An intimate venue, an edgy, monochromatic set, and skilful direction by Geoffrey Hyland all enhance two intensely focused performances from Brown and his co-actor, Nicholas Campbell, making this the sort of play one would happily revisit.
The action begins in the present, at an unhappy juncture in the lead’s love life: a relationship has come to an end and he is craving the solace of a cigarette in defiance of having given up his nicotine addiction. A series of flashbacks re-create his past, from the first awareness of sexuality to his current situation.
Each vignette is enacted by Brown and Campbell with intelligence, energy and insight. Their costume changes are swiftly and neatly effected by donning and doffing a variety of tops, but even this minimal help in evoking different scenarios and different stages of life is not strictly necessary, as the duo both muster the facial repertoire and body language to convey what is needed.
A bonus in the script is the inclusion of Shakespearean lines culled largely from the sonnets, although there are other quotes from plays like Othello and Hamlet.
The justification for this is built into the relationship between the two men: one is coaching the other for an audition in a Shakespeare play.
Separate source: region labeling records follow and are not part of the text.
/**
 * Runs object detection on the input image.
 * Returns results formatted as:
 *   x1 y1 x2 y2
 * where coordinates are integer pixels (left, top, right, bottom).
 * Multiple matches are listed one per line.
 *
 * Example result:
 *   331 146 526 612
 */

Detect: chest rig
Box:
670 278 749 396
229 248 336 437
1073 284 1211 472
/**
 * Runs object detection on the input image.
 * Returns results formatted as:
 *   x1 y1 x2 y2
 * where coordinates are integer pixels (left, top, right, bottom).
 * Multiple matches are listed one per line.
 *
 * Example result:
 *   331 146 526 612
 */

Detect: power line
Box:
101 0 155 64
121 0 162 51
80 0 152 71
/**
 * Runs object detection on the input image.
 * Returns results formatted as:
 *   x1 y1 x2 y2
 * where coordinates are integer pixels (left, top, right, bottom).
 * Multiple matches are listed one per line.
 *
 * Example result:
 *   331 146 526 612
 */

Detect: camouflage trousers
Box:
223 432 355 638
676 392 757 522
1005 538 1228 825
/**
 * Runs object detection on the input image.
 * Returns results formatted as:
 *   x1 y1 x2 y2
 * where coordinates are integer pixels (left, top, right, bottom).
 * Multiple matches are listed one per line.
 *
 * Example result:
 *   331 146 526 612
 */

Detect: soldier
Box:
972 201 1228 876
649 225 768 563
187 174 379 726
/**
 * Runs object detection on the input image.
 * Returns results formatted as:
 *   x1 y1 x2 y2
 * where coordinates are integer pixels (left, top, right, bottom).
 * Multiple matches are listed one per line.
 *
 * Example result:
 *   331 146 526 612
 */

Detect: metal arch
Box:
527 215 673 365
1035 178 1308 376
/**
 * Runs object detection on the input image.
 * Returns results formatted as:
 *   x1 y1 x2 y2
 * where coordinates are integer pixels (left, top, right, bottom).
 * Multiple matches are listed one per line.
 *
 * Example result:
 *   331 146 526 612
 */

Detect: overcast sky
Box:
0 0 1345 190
Since both have clear, elegant diction, it is a pleasure to hear the repeated lines as they evolve towards the requisite calibre for the audition.
From the boisterous physicality of little boys, through the trauma of a gay youth bullied by a bigoted contemporary at school, as well as the heady discovery (pun intended) of blow jobs and stimulating girlie magazines, the pair suggest the odyssey traversed by the lead.
Brown maintains his character with authority, while Campbell’s versatility in diverse supporting roles is remarkable. Despite the explicit nature of the action, commendable discretion is exercised in its portrayal; a fine balance is maintained to tread the line between vulgar exhibitionism and coyness – another of the production’s manifold merits.
The mix of psychological truth, philosophical depth and understated humour makes for an arresting piece of theatre. Bravo to cast and director.